Aku ingat waktu kecil dulu, ayahku biasa naik sepeda dan menunggu di depan gerbang sekolah hanya untuk menjemputku. Meskipun jarak sekolah ke rumah tidak terlalu jauh, aku ingin pergi bersama teman-temanku. Namun, ayahku tetap ingin mengantarku pulang agar merasa aman.
Duduk di belakang sepeda, setiap putaran rantai berderak.
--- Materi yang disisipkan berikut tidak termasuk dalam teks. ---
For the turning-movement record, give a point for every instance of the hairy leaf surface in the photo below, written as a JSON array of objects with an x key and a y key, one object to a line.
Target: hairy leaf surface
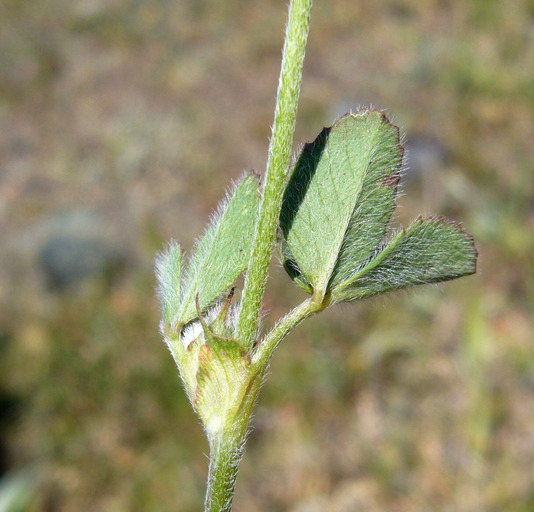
[
  {"x": 223, "y": 251},
  {"x": 168, "y": 274},
  {"x": 339, "y": 200},
  {"x": 429, "y": 251}
]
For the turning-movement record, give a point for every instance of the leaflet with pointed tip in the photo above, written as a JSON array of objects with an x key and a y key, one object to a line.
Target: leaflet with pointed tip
[
  {"x": 339, "y": 200},
  {"x": 223, "y": 251},
  {"x": 428, "y": 251}
]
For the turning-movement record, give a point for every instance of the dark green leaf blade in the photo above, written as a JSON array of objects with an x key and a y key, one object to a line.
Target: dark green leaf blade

Suara gemerincing setiap putaran sepeda terdengar seperti lagu yang sumbang di antara suara-suara kehidupan yang tak terhitung jumlahnya. Saat itu, saya merasa sedikit malu karena ayah saya tidak seperti ayah "orang lain", tidak mengendarai mobil bermerek untuk anak-anaknya.
Ketika ayah dan anak saya tiba di rumah, mereka melihat ibu saya menunggu di depan teras. Ia berlari menjemput saya dari mobil dan bertanya tentang pelajaran saya di kelas, seperti yang biasa dilakukan ibu pada anak-anaknya. Seiring bertambahnya usia, saya menyadari bahwa pertanyaan itu bukan sekadar pertanyaan sederhana, tetapi juga mengandung kasih sayang dan perhatian ibu saya.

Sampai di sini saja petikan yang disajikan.